Háttér Society
- Formation: 1995
- Headquarters: Budapest, Hungary
- Region served: Hungary
- Website: hatter.hu

= Háttér Society =

Hungarian LGBTQI association

Háttér Society (Háttér Társaság in Hungarian, háttér means background) is an NGO representing LGBTQI people in Hungary. It operates a telephone hotline, a legal aid service, an HIV/AIDS prevention program and an archive. Besides its core activities, Háttér participates in research and training projects and lobbies for the rights of LGBT people through legal change, including against the 2021 Hungarian anti-LGBT law.

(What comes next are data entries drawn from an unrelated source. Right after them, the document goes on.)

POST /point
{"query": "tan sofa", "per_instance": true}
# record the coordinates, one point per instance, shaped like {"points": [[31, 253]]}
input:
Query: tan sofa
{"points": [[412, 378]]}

Háttér is a founding member of the Hungarian LGBT Alliance, and an active member of ILGA-Europe.

== History ==
Háttér was founded in 1995.

== Activities ==
Háttér Society ran a survey of 2,000 people showing that 42% thought about suicide while 30% had attempted it. Suicide thoughts occurred mostly among teenagers, about 64% of respondents, Háttér said. The Society has conducted other surveys and research, in part funded by ILGA Europe. They have written shadow ("parallel") reports for the United Nations Human Rights Council Universal Periodic Review (UPR) in 2015 and 2021.

The Society's lobbying activities include efforts in 2017 to achieve inheritance tax equality for gay widows and widowers. In 2018, Háttér Society released a short film intended for parents of gay children.

After the Orbán IV government passed the Hungarian anti-LGBT law in 2021, Háttér and Amnesty International were among a group of NGOs condemning the law in a joint letter. Háttér stated that discrimination and violence against LGBT people increased after the law was passed.

Háttér Society runs its own archive, the Háttér Archive.